Malaysia Airlines Flug MH370: Protestzug durch Peking - "Wir wollen die Wahrheit!"

Am Montag begrub Malaysias Premier alle Hoffnungen auf ein Wunder: Niemand von Flug MH370 hat überlebt. Jetzt klagen die Angehörigen Malaysia an. Auf Chinas Straßen protestieren hunderte von Menschen vor der Malaysias Botschaft in Peking. Währenddessen hat sich die Suche nach Wrackteilen weiter erschwert.

In einem Protestzug durch Peking haben Hunderte Angehörige der Passagiere von Flug MH370 sowie Unterstützer ihrem Unmut gegen die malaysische Regierung und die Fluggesellschaft Luft gemacht. Mit Transparenten durchbrachen sie am Dienstag eine Polizeiabsperrung und protestierten vor der malaysischen Botschaft.

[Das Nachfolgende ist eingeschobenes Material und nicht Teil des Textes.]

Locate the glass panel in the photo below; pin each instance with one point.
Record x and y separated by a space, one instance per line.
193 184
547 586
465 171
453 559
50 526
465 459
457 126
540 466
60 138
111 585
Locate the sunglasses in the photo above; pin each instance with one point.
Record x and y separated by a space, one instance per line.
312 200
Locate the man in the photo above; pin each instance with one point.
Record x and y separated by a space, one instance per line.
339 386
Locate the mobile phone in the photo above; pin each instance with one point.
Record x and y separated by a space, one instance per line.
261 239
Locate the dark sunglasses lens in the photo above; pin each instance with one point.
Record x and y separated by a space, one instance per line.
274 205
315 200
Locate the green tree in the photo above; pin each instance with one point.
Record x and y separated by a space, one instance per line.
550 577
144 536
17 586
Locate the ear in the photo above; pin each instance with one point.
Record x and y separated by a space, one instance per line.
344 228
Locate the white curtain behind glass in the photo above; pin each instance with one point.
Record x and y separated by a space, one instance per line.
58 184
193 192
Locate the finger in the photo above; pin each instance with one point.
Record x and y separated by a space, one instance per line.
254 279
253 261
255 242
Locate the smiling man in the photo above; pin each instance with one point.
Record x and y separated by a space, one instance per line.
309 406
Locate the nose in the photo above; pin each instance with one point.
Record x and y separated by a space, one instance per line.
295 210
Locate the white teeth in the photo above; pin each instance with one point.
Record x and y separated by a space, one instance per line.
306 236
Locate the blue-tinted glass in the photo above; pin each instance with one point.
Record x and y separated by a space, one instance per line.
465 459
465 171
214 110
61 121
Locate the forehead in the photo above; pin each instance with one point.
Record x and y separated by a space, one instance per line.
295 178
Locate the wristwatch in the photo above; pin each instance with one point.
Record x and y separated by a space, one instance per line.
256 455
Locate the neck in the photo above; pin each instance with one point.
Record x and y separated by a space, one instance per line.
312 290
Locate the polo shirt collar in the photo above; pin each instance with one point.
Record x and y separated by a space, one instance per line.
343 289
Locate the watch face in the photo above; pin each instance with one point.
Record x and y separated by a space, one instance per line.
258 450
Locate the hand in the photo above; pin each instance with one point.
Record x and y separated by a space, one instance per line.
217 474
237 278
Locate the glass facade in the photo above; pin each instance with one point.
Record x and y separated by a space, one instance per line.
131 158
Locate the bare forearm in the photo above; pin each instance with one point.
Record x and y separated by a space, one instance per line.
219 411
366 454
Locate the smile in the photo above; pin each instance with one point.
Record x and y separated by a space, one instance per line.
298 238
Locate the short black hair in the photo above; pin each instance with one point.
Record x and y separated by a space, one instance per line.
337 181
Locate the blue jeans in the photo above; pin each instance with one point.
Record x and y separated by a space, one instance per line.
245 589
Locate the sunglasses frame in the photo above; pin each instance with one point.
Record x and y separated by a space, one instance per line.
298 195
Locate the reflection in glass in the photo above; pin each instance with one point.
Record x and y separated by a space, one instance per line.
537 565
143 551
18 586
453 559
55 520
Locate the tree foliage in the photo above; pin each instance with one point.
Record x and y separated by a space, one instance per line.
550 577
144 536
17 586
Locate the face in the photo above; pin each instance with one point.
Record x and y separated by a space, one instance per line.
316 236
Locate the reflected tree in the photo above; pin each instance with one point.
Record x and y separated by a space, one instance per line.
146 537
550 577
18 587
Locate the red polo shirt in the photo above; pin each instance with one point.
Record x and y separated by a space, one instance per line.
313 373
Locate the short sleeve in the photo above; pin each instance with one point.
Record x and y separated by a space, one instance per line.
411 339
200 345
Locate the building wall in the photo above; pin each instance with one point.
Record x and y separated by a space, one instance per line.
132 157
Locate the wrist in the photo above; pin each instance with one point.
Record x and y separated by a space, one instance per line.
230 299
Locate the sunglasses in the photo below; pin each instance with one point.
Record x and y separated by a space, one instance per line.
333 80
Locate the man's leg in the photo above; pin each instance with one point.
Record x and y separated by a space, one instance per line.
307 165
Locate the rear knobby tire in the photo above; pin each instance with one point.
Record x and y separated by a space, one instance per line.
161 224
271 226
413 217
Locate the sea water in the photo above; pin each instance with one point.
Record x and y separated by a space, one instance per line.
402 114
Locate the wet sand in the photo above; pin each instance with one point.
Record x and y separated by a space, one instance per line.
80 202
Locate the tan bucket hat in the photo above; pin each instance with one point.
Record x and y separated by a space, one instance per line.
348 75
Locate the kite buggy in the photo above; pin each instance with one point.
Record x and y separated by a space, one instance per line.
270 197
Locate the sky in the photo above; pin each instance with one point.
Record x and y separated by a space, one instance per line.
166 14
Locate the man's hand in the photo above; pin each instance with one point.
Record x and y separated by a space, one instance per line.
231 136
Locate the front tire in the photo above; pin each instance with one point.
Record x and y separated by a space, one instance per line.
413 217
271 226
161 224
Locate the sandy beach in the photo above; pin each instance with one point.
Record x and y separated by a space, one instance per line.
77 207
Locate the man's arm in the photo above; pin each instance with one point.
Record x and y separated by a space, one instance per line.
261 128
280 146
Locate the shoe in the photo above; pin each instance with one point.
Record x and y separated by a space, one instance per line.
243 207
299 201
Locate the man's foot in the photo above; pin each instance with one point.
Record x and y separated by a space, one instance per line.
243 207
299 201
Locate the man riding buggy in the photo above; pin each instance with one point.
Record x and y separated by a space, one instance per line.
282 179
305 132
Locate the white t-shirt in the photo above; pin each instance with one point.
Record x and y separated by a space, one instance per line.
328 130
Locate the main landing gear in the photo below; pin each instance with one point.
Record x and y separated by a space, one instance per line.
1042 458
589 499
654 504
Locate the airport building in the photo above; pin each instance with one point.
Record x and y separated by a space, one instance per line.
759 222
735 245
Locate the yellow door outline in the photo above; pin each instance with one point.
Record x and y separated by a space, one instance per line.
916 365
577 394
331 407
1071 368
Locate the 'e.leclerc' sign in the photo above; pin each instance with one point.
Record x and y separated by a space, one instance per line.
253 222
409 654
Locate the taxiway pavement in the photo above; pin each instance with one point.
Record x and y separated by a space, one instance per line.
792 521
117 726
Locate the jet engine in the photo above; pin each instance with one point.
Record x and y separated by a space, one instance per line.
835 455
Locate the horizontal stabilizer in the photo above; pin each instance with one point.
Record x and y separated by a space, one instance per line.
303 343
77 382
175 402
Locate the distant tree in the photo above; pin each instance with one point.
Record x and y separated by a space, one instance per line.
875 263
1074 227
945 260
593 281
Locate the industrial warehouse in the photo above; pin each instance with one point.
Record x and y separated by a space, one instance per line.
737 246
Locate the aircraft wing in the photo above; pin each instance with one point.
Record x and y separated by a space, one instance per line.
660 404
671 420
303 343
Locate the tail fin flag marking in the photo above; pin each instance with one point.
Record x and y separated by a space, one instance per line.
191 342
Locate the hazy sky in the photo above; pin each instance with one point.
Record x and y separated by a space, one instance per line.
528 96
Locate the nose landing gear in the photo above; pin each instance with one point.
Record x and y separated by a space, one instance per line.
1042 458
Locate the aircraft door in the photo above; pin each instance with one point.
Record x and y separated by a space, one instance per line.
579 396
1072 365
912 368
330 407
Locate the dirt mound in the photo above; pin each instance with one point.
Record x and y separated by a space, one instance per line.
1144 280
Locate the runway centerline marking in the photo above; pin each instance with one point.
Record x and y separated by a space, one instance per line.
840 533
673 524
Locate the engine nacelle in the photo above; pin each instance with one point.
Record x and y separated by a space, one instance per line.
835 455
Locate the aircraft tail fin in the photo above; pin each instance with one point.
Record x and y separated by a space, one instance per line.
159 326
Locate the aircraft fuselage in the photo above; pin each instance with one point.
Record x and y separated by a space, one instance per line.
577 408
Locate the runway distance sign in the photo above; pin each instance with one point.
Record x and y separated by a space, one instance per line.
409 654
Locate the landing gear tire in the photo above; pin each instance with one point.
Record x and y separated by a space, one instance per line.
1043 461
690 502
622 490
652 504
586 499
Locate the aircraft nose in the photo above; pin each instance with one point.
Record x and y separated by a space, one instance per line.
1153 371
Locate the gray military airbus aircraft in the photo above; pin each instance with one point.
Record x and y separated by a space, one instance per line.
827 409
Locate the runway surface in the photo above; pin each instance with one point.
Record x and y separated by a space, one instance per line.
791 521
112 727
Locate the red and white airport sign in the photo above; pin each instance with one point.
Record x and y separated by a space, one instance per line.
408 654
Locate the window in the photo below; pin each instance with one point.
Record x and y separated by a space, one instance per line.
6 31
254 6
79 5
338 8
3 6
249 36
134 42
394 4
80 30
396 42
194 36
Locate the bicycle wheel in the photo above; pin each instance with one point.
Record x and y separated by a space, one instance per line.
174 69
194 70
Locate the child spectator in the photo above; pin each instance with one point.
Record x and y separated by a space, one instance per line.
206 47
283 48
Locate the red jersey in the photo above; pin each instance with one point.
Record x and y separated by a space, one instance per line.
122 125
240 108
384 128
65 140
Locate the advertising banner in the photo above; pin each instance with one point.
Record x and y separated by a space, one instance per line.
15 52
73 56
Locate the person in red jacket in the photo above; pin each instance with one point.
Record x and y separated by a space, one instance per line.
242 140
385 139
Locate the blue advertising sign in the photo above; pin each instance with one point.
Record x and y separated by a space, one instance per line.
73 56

Viele Demonstranten in Peking kritisierten die Informationspolitik und den Umgang mit dem Verschwinden der Boeing am 8. März.

Einige wütende Demonstranten richteten ihren Ärger gegen Malaysia und gaben den Behörden sogar eine Mitschuld: „Mörder“ stand auf einem Plakat. Die Polizei riegelte die Straßen um die Botschaft zwischenzeitig weiträumig ab. Die Demonstranten wurden anschließend in Bussen zurück zu Hotels gefahren, in denen sie die vergangenen zwei Wochen ausgeharrt hatten, wie chinesische Staatsmedien berichteten.

„Malaysia Airlines und die malaysische Regierung wollten die Angehörigen und die ganze Welt belügen."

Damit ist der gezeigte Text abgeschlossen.